Let X be a set with A = { A i } i ∈ I a family of subsets of X . Then the collection A has the finite intersection property (FIP), if any finite subcollection J ⊆ I has non-empty intersection ⋂ i ∈ J A i .

Discussion

Clearly the empty set cannot belong to any collection with the finite intersection property. The condition is trivially satisfied if the intersection over the entire collection is nonempty (in particular, if the collection itself is empty), and it is also trivially satisfied if the collection is nested, meaning that the collection is totally ordered by inclusion (equivalently, for any finite subcollection, a particular element of the subcollection is contained in all the other elements of the subcollection), e.g. the nested sequence of intervals (0, 1/n). These are not the only possibilities however. For example, if X = (0, 1) and for each positive integer i, X_i is the set of elements of X having a decimal expansion with digit 0 in the i'th decimal place, then any finite intersection is nonempty (just take 0 in those finitely many places and 1 in the rest), but the intersection of all X_i for i ≥ 1 is empty, since no element of (0, 1) has all zero digits.

The finite intersection property is useful in formulating an alternative definition of compactness: a space is compact if and only if every collection of closed sets having the finite intersection property has nonempty intersection. This formulation of compactness is used in some proofs of Tychonoff's theorem and the uncountability of the real numbers (see next section)

Applications

Theorem. Let X be a non-empty compact Hausdorff space that satisfies the property that no one-point set is open. Then X is uncountable.

Proof. We will show that if U ⊆ X is nonempty and open, and if x is a point of X, then there is a neighbourhood V ⊂ U whose closure doesn’t contain x (x may or may not be in U). Choose y in U different from x (if x is in U, then there must exist such a y for otherwise U would be an open one point set; if x isn’t in U, this is possible since U is nonempty). Then by the Hausdorff condition, choose disjoint neighbourhoods W and K of x and y respectively. Then K ∩ U will be a neighbourhood of y contained in U whose closure doesn’t contain x as desired.

Now suppose f : N → X is a bijection, and let {x_i : i ∈ N} denote the image of f. Let X be the first open set and choose a neighbourhood U₁ ⊂ X whose closure doesn’t contain x₁. Secondly, choose a neighbourhood U₂ ⊂ U₁ whose closure doesn’t contain x₂. Continue this process whereby choosing a neighbourhood U_n+1 ⊂ U_n whose closure doesn’t contain x_n+1. Then the collection {U_i : i ∈ N} satisfies the finite intersection property and hence the intersection of their closures is nonempty (by the compactness of X). Therefore, there is a point x in this intersection. No x_i can belong to this intersection because x_i doesn’t belong to the closure of U_i. This means that x is not equal to x_i for all i and f is not surjective; a contradiction. Therefore, X is uncountable.
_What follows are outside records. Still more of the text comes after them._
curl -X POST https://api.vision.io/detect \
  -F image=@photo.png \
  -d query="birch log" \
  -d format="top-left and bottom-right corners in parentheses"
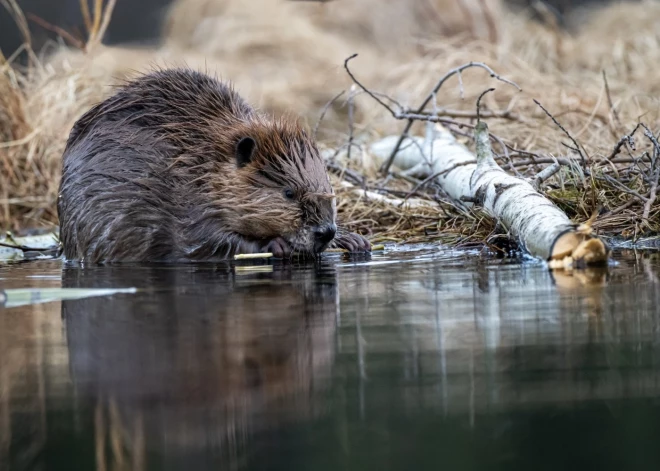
top-left (369, 122), bottom-right (609, 267)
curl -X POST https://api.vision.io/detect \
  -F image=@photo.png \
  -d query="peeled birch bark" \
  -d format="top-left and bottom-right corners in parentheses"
top-left (369, 122), bottom-right (609, 267)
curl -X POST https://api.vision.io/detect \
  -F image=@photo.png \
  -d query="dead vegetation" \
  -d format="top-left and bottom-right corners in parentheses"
top-left (1, 0), bottom-right (660, 250)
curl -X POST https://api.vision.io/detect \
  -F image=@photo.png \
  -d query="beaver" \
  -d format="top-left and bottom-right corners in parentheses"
top-left (57, 68), bottom-right (371, 263)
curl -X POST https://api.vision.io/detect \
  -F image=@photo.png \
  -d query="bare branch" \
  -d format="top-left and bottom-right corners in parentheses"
top-left (343, 54), bottom-right (397, 117)
top-left (380, 62), bottom-right (521, 175)
top-left (457, 71), bottom-right (465, 99)
top-left (26, 13), bottom-right (85, 50)
top-left (534, 162), bottom-right (562, 188)
top-left (600, 174), bottom-right (648, 203)
top-left (341, 56), bottom-right (522, 176)
top-left (643, 180), bottom-right (658, 220)
top-left (1, 0), bottom-right (31, 54)
top-left (402, 107), bottom-right (522, 121)
top-left (607, 123), bottom-right (641, 161)
top-left (476, 88), bottom-right (495, 123)
top-left (534, 99), bottom-right (586, 164)
top-left (326, 161), bottom-right (365, 187)
top-left (641, 124), bottom-right (660, 220)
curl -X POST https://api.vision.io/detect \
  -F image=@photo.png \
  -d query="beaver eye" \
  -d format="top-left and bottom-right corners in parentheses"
top-left (284, 188), bottom-right (295, 200)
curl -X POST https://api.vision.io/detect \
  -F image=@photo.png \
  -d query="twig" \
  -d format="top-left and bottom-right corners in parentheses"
top-left (343, 54), bottom-right (397, 117)
top-left (86, 0), bottom-right (117, 52)
top-left (403, 107), bottom-right (522, 121)
top-left (95, 0), bottom-right (116, 44)
top-left (602, 70), bottom-right (622, 132)
top-left (313, 89), bottom-right (345, 139)
top-left (327, 161), bottom-right (365, 187)
top-left (342, 55), bottom-right (522, 175)
top-left (381, 62), bottom-right (521, 175)
top-left (457, 71), bottom-right (465, 99)
top-left (607, 123), bottom-right (640, 161)
top-left (476, 88), bottom-right (495, 123)
top-left (394, 113), bottom-right (469, 125)
top-left (79, 0), bottom-right (93, 33)
top-left (26, 13), bottom-right (86, 50)
top-left (1, 0), bottom-right (31, 58)
top-left (607, 199), bottom-right (638, 216)
top-left (534, 162), bottom-right (561, 188)
top-left (641, 124), bottom-right (660, 220)
top-left (641, 124), bottom-right (660, 164)
top-left (600, 174), bottom-right (648, 203)
top-left (489, 131), bottom-right (521, 176)
top-left (533, 99), bottom-right (586, 164)
top-left (0, 241), bottom-right (55, 252)
top-left (643, 179), bottom-right (658, 221)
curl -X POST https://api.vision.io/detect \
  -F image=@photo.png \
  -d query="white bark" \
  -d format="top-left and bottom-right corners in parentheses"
top-left (368, 122), bottom-right (608, 265)
top-left (338, 181), bottom-right (436, 210)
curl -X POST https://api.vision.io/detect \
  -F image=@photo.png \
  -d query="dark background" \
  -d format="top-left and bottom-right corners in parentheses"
top-left (0, 0), bottom-right (174, 58)
top-left (0, 0), bottom-right (620, 61)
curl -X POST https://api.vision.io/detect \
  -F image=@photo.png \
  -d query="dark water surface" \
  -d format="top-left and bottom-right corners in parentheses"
top-left (2, 245), bottom-right (660, 471)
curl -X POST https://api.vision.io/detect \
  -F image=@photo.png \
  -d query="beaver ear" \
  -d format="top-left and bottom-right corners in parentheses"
top-left (236, 137), bottom-right (256, 168)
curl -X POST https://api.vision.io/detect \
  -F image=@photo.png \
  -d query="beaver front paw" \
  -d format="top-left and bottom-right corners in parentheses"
top-left (260, 237), bottom-right (293, 258)
top-left (328, 230), bottom-right (371, 253)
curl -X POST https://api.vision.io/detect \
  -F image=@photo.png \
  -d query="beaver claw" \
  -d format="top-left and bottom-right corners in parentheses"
top-left (328, 231), bottom-right (371, 253)
top-left (261, 237), bottom-right (292, 258)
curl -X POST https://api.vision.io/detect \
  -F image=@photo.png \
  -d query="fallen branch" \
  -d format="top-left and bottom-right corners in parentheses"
top-left (534, 99), bottom-right (587, 164)
top-left (398, 107), bottom-right (522, 122)
top-left (369, 121), bottom-right (609, 267)
top-left (338, 181), bottom-right (437, 210)
top-left (607, 123), bottom-right (640, 161)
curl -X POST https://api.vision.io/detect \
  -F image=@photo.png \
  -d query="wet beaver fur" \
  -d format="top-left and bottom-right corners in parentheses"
top-left (57, 68), bottom-right (370, 263)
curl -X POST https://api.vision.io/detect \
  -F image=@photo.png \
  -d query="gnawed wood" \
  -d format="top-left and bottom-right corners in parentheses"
top-left (234, 252), bottom-right (273, 260)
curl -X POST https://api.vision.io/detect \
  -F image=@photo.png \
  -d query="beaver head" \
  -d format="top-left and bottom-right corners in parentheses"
top-left (206, 116), bottom-right (337, 255)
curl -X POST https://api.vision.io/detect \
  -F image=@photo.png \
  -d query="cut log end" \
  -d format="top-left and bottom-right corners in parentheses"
top-left (547, 231), bottom-right (610, 270)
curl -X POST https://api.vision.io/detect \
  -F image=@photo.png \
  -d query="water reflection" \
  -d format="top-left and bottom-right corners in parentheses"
top-left (2, 248), bottom-right (660, 470)
top-left (61, 262), bottom-right (339, 470)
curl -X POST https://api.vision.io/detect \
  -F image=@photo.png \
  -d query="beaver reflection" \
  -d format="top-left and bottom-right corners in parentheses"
top-left (61, 261), bottom-right (338, 468)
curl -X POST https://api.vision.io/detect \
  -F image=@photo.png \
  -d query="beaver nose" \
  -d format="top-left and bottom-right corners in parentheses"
top-left (313, 224), bottom-right (337, 252)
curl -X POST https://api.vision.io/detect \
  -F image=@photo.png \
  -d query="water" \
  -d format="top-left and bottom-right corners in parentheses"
top-left (2, 245), bottom-right (660, 471)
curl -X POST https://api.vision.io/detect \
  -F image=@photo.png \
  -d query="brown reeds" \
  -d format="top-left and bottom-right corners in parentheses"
top-left (1, 0), bottom-right (659, 247)
top-left (0, 0), bottom-right (118, 231)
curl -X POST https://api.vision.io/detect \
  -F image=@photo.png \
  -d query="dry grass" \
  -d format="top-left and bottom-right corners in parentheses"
top-left (1, 0), bottom-right (660, 248)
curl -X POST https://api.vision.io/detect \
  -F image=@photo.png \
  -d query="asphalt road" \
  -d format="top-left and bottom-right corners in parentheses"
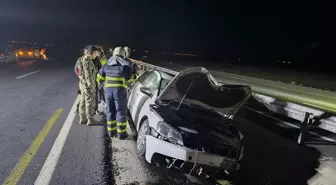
top-left (0, 59), bottom-right (112, 185)
top-left (0, 59), bottom-right (336, 185)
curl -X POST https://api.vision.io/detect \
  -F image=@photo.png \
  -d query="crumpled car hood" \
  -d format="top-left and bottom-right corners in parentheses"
top-left (156, 67), bottom-right (252, 117)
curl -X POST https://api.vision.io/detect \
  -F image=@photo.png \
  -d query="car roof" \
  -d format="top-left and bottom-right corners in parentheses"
top-left (158, 71), bottom-right (174, 81)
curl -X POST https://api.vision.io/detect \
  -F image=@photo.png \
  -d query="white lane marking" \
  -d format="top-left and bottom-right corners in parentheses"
top-left (34, 95), bottom-right (80, 185)
top-left (246, 107), bottom-right (336, 142)
top-left (16, 70), bottom-right (41, 79)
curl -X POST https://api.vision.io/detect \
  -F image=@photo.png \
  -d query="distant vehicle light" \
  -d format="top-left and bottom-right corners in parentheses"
top-left (28, 52), bottom-right (33, 56)
top-left (18, 51), bottom-right (24, 55)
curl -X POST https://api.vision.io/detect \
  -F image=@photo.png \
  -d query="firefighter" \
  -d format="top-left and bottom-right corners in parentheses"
top-left (100, 50), bottom-right (108, 66)
top-left (92, 47), bottom-right (102, 69)
top-left (96, 46), bottom-right (131, 139)
top-left (97, 48), bottom-right (108, 105)
top-left (77, 45), bottom-right (99, 125)
top-left (124, 46), bottom-right (138, 84)
top-left (91, 47), bottom-right (104, 114)
top-left (124, 46), bottom-right (131, 58)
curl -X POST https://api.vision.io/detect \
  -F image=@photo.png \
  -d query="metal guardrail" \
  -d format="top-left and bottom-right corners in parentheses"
top-left (130, 59), bottom-right (336, 143)
top-left (209, 71), bottom-right (336, 113)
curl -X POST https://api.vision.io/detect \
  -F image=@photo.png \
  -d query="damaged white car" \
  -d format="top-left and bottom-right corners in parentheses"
top-left (127, 67), bottom-right (251, 177)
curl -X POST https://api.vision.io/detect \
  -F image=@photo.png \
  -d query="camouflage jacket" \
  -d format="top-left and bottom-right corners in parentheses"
top-left (77, 56), bottom-right (98, 89)
top-left (74, 56), bottom-right (83, 77)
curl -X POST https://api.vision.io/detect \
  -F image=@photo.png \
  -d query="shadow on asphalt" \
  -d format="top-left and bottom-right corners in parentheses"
top-left (234, 98), bottom-right (322, 185)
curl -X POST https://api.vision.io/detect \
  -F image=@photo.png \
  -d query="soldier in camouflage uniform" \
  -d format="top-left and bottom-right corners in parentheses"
top-left (77, 45), bottom-right (100, 125)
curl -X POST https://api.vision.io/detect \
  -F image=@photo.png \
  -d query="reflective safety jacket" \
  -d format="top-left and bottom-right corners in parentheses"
top-left (100, 55), bottom-right (107, 66)
top-left (96, 56), bottom-right (132, 88)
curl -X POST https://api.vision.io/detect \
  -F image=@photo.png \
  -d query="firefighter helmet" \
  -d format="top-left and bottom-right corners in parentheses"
top-left (124, 46), bottom-right (131, 58)
top-left (112, 46), bottom-right (126, 58)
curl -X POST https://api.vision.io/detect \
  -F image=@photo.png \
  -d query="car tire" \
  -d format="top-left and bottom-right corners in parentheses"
top-left (136, 119), bottom-right (150, 157)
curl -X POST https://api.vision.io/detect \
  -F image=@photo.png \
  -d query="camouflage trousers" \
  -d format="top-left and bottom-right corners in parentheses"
top-left (79, 83), bottom-right (96, 120)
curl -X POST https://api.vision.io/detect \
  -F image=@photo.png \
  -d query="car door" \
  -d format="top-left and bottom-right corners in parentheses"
top-left (129, 70), bottom-right (161, 127)
top-left (127, 70), bottom-right (149, 112)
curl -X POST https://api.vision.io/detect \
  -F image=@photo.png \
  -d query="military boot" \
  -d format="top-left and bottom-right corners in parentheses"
top-left (87, 118), bottom-right (96, 126)
top-left (79, 116), bottom-right (87, 124)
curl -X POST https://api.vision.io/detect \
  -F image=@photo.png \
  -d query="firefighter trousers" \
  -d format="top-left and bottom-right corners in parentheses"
top-left (105, 87), bottom-right (128, 138)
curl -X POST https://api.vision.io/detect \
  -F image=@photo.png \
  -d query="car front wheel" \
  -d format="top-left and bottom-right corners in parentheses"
top-left (136, 119), bottom-right (149, 156)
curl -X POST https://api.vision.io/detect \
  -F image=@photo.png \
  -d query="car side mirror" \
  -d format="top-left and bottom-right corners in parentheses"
top-left (140, 87), bottom-right (153, 97)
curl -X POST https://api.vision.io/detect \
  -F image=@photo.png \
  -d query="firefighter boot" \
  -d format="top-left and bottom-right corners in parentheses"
top-left (109, 132), bottom-right (117, 138)
top-left (118, 132), bottom-right (128, 140)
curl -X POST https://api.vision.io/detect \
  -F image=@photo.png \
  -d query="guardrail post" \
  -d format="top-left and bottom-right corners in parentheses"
top-left (297, 112), bottom-right (313, 145)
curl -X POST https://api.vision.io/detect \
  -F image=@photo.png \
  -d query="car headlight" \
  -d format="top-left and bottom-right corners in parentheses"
top-left (156, 121), bottom-right (183, 145)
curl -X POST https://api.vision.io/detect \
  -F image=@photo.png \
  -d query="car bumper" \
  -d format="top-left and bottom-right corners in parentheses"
top-left (145, 135), bottom-right (238, 170)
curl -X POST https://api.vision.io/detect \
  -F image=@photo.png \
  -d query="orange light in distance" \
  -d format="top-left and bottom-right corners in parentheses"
top-left (28, 51), bottom-right (33, 56)
top-left (18, 51), bottom-right (24, 55)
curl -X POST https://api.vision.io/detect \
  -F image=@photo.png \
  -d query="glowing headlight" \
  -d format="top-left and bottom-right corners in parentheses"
top-left (156, 121), bottom-right (183, 145)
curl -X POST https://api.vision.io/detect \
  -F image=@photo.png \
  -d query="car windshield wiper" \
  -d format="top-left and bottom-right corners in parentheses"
top-left (185, 103), bottom-right (213, 112)
top-left (163, 100), bottom-right (216, 113)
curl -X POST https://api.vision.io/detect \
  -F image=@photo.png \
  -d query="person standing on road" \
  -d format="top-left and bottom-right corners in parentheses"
top-left (96, 46), bottom-right (132, 139)
top-left (99, 48), bottom-right (108, 66)
top-left (77, 45), bottom-right (99, 125)
top-left (92, 46), bottom-right (105, 115)
top-left (75, 46), bottom-right (89, 113)
top-left (97, 48), bottom-right (108, 105)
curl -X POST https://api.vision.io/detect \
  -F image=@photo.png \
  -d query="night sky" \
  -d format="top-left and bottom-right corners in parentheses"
top-left (0, 0), bottom-right (334, 64)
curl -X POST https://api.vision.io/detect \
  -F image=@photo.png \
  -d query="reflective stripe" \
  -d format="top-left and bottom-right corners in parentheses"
top-left (107, 120), bottom-right (117, 132)
top-left (127, 74), bottom-right (136, 83)
top-left (100, 57), bottom-right (107, 65)
top-left (96, 74), bottom-right (106, 84)
top-left (108, 127), bottom-right (117, 131)
top-left (117, 128), bottom-right (127, 133)
top-left (117, 122), bottom-right (127, 126)
top-left (117, 121), bottom-right (127, 133)
top-left (105, 83), bottom-right (127, 88)
top-left (106, 80), bottom-right (124, 85)
top-left (107, 120), bottom-right (117, 125)
top-left (106, 76), bottom-right (126, 82)
top-left (105, 77), bottom-right (127, 88)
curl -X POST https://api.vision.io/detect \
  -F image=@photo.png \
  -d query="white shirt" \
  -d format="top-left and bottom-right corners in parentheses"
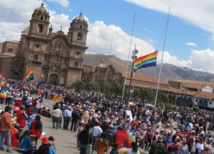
top-left (91, 126), bottom-right (102, 137)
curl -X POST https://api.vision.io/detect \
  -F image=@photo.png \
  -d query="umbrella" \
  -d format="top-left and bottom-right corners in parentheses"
top-left (145, 103), bottom-right (154, 108)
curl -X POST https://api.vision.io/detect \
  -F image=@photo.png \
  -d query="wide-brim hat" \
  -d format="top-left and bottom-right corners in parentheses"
top-left (158, 136), bottom-right (164, 142)
top-left (40, 137), bottom-right (49, 144)
top-left (105, 118), bottom-right (111, 123)
top-left (93, 114), bottom-right (98, 118)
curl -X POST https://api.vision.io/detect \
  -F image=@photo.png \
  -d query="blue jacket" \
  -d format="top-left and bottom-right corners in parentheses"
top-left (18, 136), bottom-right (33, 150)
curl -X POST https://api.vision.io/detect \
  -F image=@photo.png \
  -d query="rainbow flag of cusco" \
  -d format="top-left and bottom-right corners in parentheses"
top-left (25, 68), bottom-right (34, 81)
top-left (38, 73), bottom-right (44, 84)
top-left (134, 50), bottom-right (157, 71)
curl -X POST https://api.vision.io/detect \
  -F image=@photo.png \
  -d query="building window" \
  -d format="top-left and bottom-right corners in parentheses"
top-left (77, 32), bottom-right (82, 40)
top-left (76, 51), bottom-right (80, 56)
top-left (74, 62), bottom-right (78, 67)
top-left (44, 54), bottom-right (49, 61)
top-left (38, 24), bottom-right (43, 33)
top-left (40, 16), bottom-right (43, 20)
top-left (8, 48), bottom-right (13, 53)
top-left (54, 54), bottom-right (59, 62)
top-left (33, 55), bottom-right (38, 61)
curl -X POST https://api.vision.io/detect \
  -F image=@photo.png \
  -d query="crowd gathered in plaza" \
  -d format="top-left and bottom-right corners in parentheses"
top-left (0, 78), bottom-right (214, 154)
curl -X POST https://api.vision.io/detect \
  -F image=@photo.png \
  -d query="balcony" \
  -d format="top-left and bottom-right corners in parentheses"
top-left (176, 97), bottom-right (193, 104)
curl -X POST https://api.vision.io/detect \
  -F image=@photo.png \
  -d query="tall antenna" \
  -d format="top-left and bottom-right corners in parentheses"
top-left (154, 7), bottom-right (170, 107)
top-left (122, 12), bottom-right (136, 101)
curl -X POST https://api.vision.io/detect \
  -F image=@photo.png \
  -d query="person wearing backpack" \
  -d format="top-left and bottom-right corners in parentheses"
top-left (105, 124), bottom-right (117, 154)
top-left (145, 127), bottom-right (153, 151)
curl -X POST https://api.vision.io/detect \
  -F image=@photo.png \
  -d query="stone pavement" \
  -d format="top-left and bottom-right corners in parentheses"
top-left (0, 97), bottom-right (148, 154)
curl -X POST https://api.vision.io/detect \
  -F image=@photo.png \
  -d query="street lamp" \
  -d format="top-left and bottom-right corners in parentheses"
top-left (127, 46), bottom-right (138, 101)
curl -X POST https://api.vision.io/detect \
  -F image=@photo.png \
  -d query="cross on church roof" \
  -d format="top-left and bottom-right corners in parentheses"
top-left (60, 26), bottom-right (62, 31)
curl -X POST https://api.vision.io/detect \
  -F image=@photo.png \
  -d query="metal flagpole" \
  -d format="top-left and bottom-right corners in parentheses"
top-left (121, 12), bottom-right (136, 102)
top-left (154, 7), bottom-right (170, 107)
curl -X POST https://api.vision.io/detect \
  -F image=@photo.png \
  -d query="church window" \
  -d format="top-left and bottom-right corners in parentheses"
top-left (38, 24), bottom-right (43, 33)
top-left (74, 62), bottom-right (78, 67)
top-left (77, 32), bottom-right (82, 40)
top-left (76, 51), bottom-right (80, 56)
top-left (33, 55), bottom-right (38, 61)
top-left (80, 25), bottom-right (82, 29)
top-left (54, 54), bottom-right (59, 62)
top-left (8, 48), bottom-right (13, 53)
top-left (44, 54), bottom-right (49, 61)
top-left (40, 16), bottom-right (44, 20)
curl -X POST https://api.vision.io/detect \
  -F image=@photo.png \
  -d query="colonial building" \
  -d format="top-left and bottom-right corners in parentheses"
top-left (0, 3), bottom-right (88, 86)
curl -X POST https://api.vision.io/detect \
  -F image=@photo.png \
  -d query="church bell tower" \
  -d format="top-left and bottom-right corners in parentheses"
top-left (28, 3), bottom-right (50, 38)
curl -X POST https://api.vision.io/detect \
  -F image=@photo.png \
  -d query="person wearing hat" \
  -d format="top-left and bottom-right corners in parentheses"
top-left (76, 119), bottom-right (85, 149)
top-left (17, 105), bottom-right (28, 135)
top-left (149, 135), bottom-right (166, 154)
top-left (34, 136), bottom-right (49, 154)
top-left (145, 127), bottom-right (153, 151)
top-left (81, 110), bottom-right (90, 125)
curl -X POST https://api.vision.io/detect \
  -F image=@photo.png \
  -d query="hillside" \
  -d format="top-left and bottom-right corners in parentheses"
top-left (83, 54), bottom-right (214, 82)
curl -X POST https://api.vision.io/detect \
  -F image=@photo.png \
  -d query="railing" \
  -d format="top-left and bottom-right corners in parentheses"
top-left (197, 102), bottom-right (208, 107)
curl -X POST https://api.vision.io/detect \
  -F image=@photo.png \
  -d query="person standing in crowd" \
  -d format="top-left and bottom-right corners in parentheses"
top-left (126, 142), bottom-right (140, 154)
top-left (79, 124), bottom-right (92, 154)
top-left (149, 136), bottom-right (166, 154)
top-left (91, 122), bottom-right (103, 149)
top-left (145, 127), bottom-right (153, 151)
top-left (17, 105), bottom-right (28, 135)
top-left (105, 124), bottom-right (117, 154)
top-left (93, 133), bottom-right (109, 154)
top-left (81, 110), bottom-right (90, 125)
top-left (52, 105), bottom-right (62, 129)
top-left (17, 130), bottom-right (34, 154)
top-left (76, 120), bottom-right (85, 149)
top-left (71, 108), bottom-right (80, 131)
top-left (63, 106), bottom-right (72, 130)
top-left (0, 105), bottom-right (13, 153)
top-left (30, 115), bottom-right (43, 149)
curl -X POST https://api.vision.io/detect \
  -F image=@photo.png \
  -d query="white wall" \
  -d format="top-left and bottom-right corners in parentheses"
top-left (201, 85), bottom-right (214, 93)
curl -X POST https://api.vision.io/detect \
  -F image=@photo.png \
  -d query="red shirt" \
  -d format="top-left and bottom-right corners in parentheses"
top-left (30, 120), bottom-right (42, 137)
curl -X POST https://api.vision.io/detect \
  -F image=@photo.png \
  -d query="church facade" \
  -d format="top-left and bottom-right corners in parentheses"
top-left (0, 4), bottom-right (88, 86)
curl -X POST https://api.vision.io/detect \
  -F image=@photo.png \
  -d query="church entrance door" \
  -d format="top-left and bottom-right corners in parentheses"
top-left (12, 72), bottom-right (20, 80)
top-left (49, 74), bottom-right (57, 85)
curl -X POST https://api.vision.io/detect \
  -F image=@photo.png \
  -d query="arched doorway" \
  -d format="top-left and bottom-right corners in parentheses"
top-left (49, 74), bottom-right (57, 85)
top-left (12, 72), bottom-right (20, 80)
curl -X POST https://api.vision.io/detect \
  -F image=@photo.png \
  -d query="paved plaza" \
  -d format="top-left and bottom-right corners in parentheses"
top-left (0, 97), bottom-right (147, 154)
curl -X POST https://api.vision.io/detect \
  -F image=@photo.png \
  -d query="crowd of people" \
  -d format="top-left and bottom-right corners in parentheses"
top-left (0, 78), bottom-right (214, 154)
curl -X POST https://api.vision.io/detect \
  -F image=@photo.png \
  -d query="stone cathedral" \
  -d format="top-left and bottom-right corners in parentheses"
top-left (0, 4), bottom-right (88, 86)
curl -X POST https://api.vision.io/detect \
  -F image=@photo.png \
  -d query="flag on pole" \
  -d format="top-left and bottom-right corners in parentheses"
top-left (134, 50), bottom-right (157, 71)
top-left (38, 73), bottom-right (44, 85)
top-left (25, 68), bottom-right (34, 81)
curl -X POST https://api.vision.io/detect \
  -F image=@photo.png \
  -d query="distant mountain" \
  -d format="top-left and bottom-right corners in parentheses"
top-left (83, 54), bottom-right (214, 82)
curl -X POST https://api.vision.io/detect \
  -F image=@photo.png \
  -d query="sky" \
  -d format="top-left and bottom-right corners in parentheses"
top-left (1, 0), bottom-right (214, 74)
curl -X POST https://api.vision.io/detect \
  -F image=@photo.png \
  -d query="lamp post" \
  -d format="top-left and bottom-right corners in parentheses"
top-left (127, 46), bottom-right (138, 102)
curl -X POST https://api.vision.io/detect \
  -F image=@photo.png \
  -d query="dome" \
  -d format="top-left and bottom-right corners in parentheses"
top-left (21, 26), bottom-right (29, 36)
top-left (74, 13), bottom-right (86, 21)
top-left (34, 3), bottom-right (47, 13)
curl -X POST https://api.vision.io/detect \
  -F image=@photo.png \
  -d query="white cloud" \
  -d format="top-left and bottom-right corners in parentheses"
top-left (125, 0), bottom-right (214, 38)
top-left (190, 49), bottom-right (214, 73)
top-left (157, 51), bottom-right (192, 68)
top-left (87, 21), bottom-right (155, 60)
top-left (186, 42), bottom-right (197, 47)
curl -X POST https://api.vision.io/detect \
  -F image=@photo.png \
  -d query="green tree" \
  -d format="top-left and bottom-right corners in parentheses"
top-left (85, 82), bottom-right (99, 91)
top-left (71, 81), bottom-right (85, 89)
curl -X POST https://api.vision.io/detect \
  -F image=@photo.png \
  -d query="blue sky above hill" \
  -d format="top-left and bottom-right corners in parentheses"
top-left (1, 0), bottom-right (214, 73)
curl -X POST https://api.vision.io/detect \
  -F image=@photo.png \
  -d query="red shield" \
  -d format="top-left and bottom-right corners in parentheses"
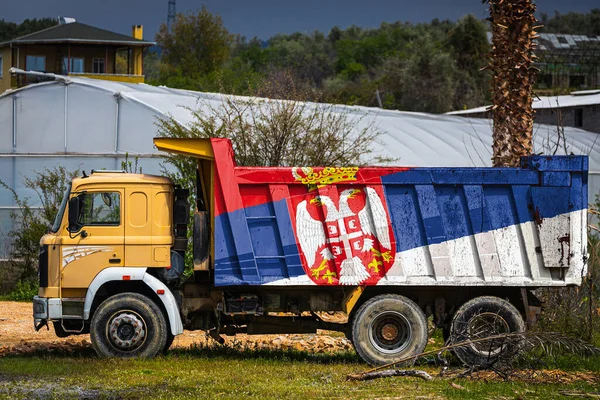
top-left (291, 185), bottom-right (396, 286)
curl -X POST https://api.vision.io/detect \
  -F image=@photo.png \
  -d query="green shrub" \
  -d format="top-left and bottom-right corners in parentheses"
top-left (0, 166), bottom-right (78, 293)
top-left (0, 280), bottom-right (38, 302)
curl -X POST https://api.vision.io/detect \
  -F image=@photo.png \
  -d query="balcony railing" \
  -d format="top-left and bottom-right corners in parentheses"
top-left (67, 72), bottom-right (145, 84)
top-left (10, 69), bottom-right (145, 89)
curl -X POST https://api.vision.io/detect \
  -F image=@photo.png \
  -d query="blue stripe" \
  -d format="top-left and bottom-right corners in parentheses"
top-left (215, 200), bottom-right (303, 286)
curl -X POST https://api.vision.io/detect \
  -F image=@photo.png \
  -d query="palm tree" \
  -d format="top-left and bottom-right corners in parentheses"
top-left (486, 0), bottom-right (538, 167)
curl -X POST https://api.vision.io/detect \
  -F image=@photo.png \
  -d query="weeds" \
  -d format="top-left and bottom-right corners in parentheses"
top-left (0, 166), bottom-right (78, 295)
top-left (1, 345), bottom-right (599, 400)
top-left (0, 280), bottom-right (37, 301)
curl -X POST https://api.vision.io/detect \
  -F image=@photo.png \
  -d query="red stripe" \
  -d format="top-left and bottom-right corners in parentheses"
top-left (211, 138), bottom-right (412, 216)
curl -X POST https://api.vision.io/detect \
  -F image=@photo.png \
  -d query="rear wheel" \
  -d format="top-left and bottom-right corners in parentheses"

All the conditions in the statement of the theorem are necessary:

1. We cannot eliminate the Hausdorff condition; a countable set with the indiscrete topology is compact, has more than one point, and satisfies the property that no one point sets are open, but is not uncountable.

2. We cannot eliminate the compactness condition as the set of all rational numbers shows.

3. We cannot eliminate the condition that one point sets cannot be open as a finite space as the discrete topology shows.

Corollary. Every closed interval [a, b] with a < b is uncountable. Therefore, R is uncountable.

Corollary. Every perfect, locally compact Hausdorff space is uncountable.

Proof. Let X be a perfect, compact, Hausdorff space, then the theorem immediately implies that X is uncountable. If X is a perfect, locally compact Hausdorff space which is not compact, then the one-point compactification of X is a perfect, compact Hausdorff space. Therefore, the one point compactification of X is uncountable. Since removing a point from an uncountable set still leaves an uncountable set, X is uncountable as well.

Examples

A filter has the finite intersection property by definition.

Theorems

Let X be nonempty, F ⊆ 2^X, F having the finite intersection property. Then there exists an F′ ultrafilter (in 2^X) such that F ⊆ F′.

See details and proof in Csirmaz & Hajnal (1994). This result is known as ultrafilter lemma.

Variants

A family of sets A has the strong finite intersection property (sfip), if every finite subfamily of A has infinite intersection.